Here is a short example of this method using PYSCF, which converts a molecule to a fermionic operator.

from classiq import construct_chemistry_model, execute, synthesize
from classiq.applications.chemistry import (
    ChemistryExecutionParameters,
    FermionicOperator,
    HamiltonianProblem,
    HEAParameters,
    SummedFermionicOperator,
)
from classiq.execution import OptimizerType

hamiltonian = SummedFermionicOperator(
    op_list=[
        (FermionicOperator(op_list=[("+", 0), ("-", 0)]), 0.2),
        (FermionicOperator(op_list=[("-", 1), ("-", 1)]), 0.3),
        (FermionicOperator(op_list=[("-", 2), ("-", 2)]), 0.4),
        (FermionicOperator(op_list=[("-", 3), ("-", 3)]), 0.5),
        (FermionicOperator(op_list=[("+", 0), ("+", 1), ("-", 1), ("-", 0)]), -0.1),
        (FermionicOperator(op_list=[("+", 2), ("+", 3), ("-", 2), ("-", 3)]), -0.3),
    ]
)
ham_problem = HamiltonianProblem(hamiltonian=hamiltonian, num_particles=[1, 1])

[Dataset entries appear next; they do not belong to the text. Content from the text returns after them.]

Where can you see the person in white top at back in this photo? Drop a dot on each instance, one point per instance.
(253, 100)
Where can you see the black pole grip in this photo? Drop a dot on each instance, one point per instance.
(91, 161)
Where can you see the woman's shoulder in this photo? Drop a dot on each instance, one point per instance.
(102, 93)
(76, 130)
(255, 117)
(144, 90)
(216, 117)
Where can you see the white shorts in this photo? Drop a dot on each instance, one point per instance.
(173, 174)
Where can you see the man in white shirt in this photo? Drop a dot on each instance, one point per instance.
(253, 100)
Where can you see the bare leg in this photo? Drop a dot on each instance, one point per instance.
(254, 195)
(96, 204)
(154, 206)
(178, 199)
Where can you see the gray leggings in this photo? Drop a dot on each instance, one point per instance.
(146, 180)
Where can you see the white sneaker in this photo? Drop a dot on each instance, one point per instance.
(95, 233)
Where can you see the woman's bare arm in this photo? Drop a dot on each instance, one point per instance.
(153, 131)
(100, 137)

print(ham_problem.hamiltonian)

hwea_params = HEAParameters(
    num_qubits=4,
    connectivity_map=[(0, 1), (1, 2), (2, 3)],
    reps=3,
    one_qubit_gates=["x", "ry"],
    two_qubit_gates=["cx"],
)

serialized_chemistry_model = construct_chemistry_model(
    chemistry_problem=ham_problem,
    use_hartree_fock=False,
    ansatz_parameters=hwea_params,
    execution_parameters=ChemistryExecutionParameters(
        optimizer=OptimizerType.COBYLA,
        max_iteration=100,
        initial_point=None,
    ),
)

qprog = synthesize(serialized_chemistry_model)

results = execute(qprog).result()
chemistry_result = results[0].value
chemistry_result.energy

A basic script to convert MoleculeProblem to HamiltonianProblem using PYSCF is given in classiq.applications.chemistry.pyscf_hamiltonian. You can extend it to use more features from PYSCF.

The rest of the solving process is regular.